When Dr. Luis G. Manrique-Trujillo, MD, a neurologist at Medstar Georgetown University Hospital, noticed he was treating surprisingly few Hispanic/Latinx patients for multiple sclerosis (MS), he wondered why.
Was it because MS is less prevalent in Hispanic populations, or because Hispanic people experience cultural and social obstacles that make them less likely to engage with the healthcare system?
The research that he and fellow MedStar Georgetown physician Dr. Rami Al-Hader, MD, are conducting into this issue has been awarded funding from the second annual “I’M IN” EMD Serono Neurodisparity Fellowship Initiative. This first-of-its-kind initiative helps fund pioneering research studies and intervention strategies designed to reduce disparities in neurologic care for MS patients, thereby advancing diversity, equity, and inclusion (DE&I) in healthcare.
So far, one of Dr. Manrique-Trujillo and Dr. Al-Hader’s most significant findings is that 3 in 4 Hispanic/Latinx patients interviewed turned out to be misclassified as other ethnicities in their digital medical records.
"This large discrepancy could be impacting our understanding of prevalence, prognosis, and outcomes in minorities with MS,” says Dr. Manrique-Trujilo. “It makes it difficult to accurately evaluate their experience if they’re not being counted correctly. Improvement in data collection is necessary because reliable demographic information is crucial to determine quality of care and health outcomes.”

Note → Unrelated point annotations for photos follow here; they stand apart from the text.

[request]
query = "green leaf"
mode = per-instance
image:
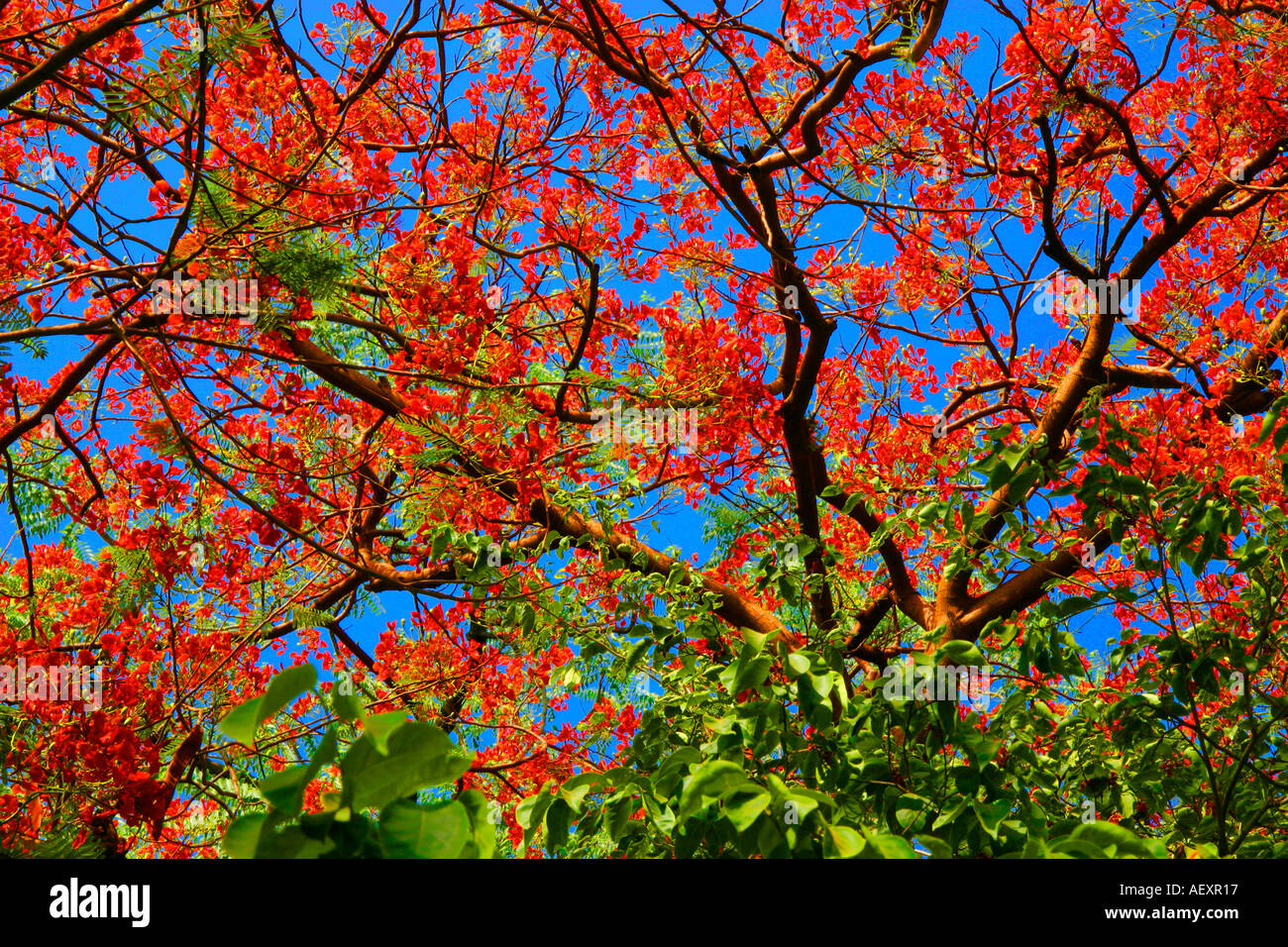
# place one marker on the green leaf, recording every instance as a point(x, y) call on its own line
point(423, 831)
point(711, 781)
point(282, 689)
point(420, 755)
point(241, 839)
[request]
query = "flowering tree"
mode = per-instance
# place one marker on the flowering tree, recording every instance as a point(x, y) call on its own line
point(716, 432)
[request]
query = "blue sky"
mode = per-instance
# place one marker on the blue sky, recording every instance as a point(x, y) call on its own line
point(681, 526)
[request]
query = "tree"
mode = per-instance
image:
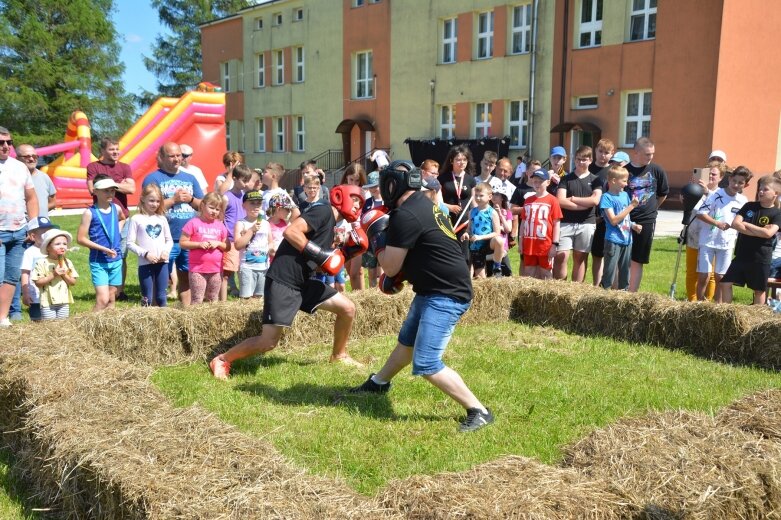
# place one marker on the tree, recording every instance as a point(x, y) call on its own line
point(176, 58)
point(57, 56)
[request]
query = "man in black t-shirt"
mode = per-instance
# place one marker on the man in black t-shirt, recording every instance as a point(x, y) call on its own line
point(289, 287)
point(423, 249)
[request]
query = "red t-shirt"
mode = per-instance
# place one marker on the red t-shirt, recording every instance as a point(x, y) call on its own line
point(538, 215)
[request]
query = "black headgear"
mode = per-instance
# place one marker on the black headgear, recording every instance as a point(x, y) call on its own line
point(396, 179)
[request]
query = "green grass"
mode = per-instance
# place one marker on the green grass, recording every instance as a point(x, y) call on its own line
point(546, 387)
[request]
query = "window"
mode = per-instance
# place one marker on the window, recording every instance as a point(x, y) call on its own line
point(225, 76)
point(260, 135)
point(586, 102)
point(298, 53)
point(261, 70)
point(485, 35)
point(279, 134)
point(298, 146)
point(482, 119)
point(279, 67)
point(364, 75)
point(642, 24)
point(637, 119)
point(522, 29)
point(449, 40)
point(519, 123)
point(590, 23)
point(447, 121)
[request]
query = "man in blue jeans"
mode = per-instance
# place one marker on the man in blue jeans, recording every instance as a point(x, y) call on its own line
point(18, 203)
point(423, 249)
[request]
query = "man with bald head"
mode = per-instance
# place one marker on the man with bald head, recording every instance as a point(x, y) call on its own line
point(181, 198)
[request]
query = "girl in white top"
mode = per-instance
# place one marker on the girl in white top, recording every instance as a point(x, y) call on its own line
point(150, 238)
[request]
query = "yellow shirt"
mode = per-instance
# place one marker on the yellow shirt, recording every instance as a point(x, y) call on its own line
point(56, 292)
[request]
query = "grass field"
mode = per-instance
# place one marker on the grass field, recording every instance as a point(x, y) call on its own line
point(547, 388)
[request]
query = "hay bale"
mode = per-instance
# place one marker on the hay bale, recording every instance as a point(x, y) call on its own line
point(759, 413)
point(510, 487)
point(683, 465)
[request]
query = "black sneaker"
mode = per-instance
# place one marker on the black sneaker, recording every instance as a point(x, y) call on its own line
point(371, 387)
point(476, 419)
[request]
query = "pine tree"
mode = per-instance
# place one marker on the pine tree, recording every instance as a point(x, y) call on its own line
point(176, 58)
point(56, 57)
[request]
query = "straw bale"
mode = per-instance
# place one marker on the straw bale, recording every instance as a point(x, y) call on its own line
point(680, 464)
point(509, 487)
point(759, 413)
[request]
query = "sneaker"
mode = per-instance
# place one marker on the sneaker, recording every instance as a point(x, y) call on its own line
point(476, 419)
point(370, 386)
point(220, 368)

MedStar Georgetown’s project — which also received funding from EMD Serono’s initial I’M IN fellowships — will be completed in several stages, including:
● Conducting a population health study of the MS population in the Washington, D.C. metro area
● Reaching out to D.C.’s Hispanic/Latinx population to raise awareness of the signs and symptoms of MS, as well as potential treatments available
● Implementing interventions to close the gap in healthcare access for this population
● Collecting data and analyzing outcomes to produce a conference presentation and peer-reviewed paper based on the project results, which will provide a road map for national replication
WHY NEURODISPARITY MATTERS
Although major advancements in neurological care were made in recent decades, a groundbreaking 2017 report found improvements in reduced mortality and decreased disability “have not benefitted all populations equally.” Instead, evidence indicates “barriers to care fall along racial and ethnic lines, with persons from minority groups frequently having lower rates of evaluation, diagnosis, and intervention, and consequently experiencing worse neurologic outcomes than their white counterparts.”
The “I’M IN” Neurodisparity Fellowship initiative is a proactive response to the serious problem of broad disparity in neurological care among differing demographics within the healthcare system. In its request for proposals for the 2023 I’M IN Neurodisparity Fellowship Initiative, EMD Serono asked applying institutions to consider how they could maximize the impact of their fellows’ work, with the goal of creating shareable studies and processes that can lead to replicable improvements across the entire healthcare spectrum.
“The I’M IN Neurodisparity Fellowship enables MS researchers to explore and identify the complexities that create disparities of MS care so that steps can be taken to mitigate them,” said Dr. Lori Lebson, Senior Vice President, North America Medical Affairs for EMD Serono. “We are proud to invest in organizations actively seeking to understand and resolve these issues in ways that can be studied, taught, and replicated by others in order to ensure that all patients can receive accurate, equitable, and reliably high-quality care.”